Blood pressure (BP) variability (BPV) may offer independent prognostic information. However, data supporting this notion are inconsistent, and this may be due to the wide variety of methodologies used for measuring BPV. A systematic analysis on the effect of BPV methodologies on BPV itself has never been undertaken and was the aim of this study. We also sought to determine the effect of participant characteristics on BPV.Methods:
A scoping review process was used to identify the effect of BPV methodologies on BPV magnitude. Key methodological factors assessed were the number of BP readings or visits used to quantify BPV and the duration of BP monitoring.
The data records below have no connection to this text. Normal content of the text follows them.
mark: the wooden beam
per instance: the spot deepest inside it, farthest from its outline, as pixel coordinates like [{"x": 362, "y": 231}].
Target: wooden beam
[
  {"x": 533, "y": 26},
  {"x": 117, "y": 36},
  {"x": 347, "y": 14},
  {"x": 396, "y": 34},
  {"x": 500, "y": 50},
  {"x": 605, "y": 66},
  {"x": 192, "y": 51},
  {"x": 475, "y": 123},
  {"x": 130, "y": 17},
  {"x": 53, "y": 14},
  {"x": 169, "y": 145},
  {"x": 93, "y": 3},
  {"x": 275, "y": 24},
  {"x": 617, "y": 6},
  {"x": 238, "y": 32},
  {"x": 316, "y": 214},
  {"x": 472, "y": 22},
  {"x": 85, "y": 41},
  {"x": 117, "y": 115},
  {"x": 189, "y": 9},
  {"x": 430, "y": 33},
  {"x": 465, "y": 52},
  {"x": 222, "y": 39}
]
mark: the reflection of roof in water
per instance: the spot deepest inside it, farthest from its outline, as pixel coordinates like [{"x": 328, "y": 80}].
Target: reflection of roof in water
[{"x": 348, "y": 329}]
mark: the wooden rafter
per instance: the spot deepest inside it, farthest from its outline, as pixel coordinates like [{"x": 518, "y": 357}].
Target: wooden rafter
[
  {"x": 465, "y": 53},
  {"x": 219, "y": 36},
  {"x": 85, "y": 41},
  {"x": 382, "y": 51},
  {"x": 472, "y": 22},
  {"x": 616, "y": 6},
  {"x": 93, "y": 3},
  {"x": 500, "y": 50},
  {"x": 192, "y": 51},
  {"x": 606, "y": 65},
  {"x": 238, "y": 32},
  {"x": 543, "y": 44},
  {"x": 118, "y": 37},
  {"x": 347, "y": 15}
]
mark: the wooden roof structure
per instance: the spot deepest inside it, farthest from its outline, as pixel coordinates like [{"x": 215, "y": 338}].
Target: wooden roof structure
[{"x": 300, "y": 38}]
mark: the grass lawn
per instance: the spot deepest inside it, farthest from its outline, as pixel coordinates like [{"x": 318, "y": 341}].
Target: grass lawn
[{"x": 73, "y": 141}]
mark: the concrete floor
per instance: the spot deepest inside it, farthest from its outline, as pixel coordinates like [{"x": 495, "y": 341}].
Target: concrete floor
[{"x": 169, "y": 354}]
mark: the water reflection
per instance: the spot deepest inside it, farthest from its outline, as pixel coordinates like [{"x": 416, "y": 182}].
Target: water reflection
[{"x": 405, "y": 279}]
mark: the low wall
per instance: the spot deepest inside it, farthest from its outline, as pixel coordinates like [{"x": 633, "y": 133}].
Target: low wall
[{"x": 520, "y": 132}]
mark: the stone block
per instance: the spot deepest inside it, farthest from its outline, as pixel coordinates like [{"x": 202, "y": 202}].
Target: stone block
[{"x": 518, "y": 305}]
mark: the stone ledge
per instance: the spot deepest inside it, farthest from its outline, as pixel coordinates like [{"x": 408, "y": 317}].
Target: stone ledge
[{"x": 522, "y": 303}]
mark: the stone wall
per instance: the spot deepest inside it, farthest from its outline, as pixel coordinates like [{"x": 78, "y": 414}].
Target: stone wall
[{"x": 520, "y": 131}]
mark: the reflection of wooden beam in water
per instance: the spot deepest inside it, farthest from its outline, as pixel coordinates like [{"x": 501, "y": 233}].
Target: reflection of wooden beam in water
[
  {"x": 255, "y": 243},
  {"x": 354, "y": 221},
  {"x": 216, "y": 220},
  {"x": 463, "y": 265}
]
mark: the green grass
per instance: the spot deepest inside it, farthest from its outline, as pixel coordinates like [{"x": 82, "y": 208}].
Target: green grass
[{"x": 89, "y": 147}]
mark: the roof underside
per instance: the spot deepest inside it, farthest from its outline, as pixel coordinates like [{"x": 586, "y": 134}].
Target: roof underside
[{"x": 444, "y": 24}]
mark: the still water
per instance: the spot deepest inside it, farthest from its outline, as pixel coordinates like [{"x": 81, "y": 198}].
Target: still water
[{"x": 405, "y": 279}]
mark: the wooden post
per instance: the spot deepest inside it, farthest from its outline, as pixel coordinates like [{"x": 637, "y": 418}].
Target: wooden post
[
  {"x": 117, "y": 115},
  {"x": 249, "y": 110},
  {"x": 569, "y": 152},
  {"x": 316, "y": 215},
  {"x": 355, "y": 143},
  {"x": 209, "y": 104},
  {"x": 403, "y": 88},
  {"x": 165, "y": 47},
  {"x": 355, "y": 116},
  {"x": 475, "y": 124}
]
In addition, the relationship between age and mean BP level on BPV was investigated. Analyses were performed across studies that measured BPV over the short-term (using 24-h BP), mid-term (using home BP in the morning, evening or day-to-day) and long-term (using visit-to-visit clinic BP).Results:
Data were extracted from 96 studies. The number of BP readings and visits used to quantify BPV were positively associated with mid-term and long-term BPV. Duration was weakly associated with mid-term (morning) BPV. Age was positively associated with long-term and mid-term (day-to-day), but not short-term BPV. Mean BP level was positively associated with BPV, except mid-term BPV (morning and evening).Conclusion:
The methodology used to quantify BPV, as well as age and mean BP level, affects the magnitude of BPV itself. This highlights the need to standardize BPV protocols, particularly regarding the number of BP readings and visits.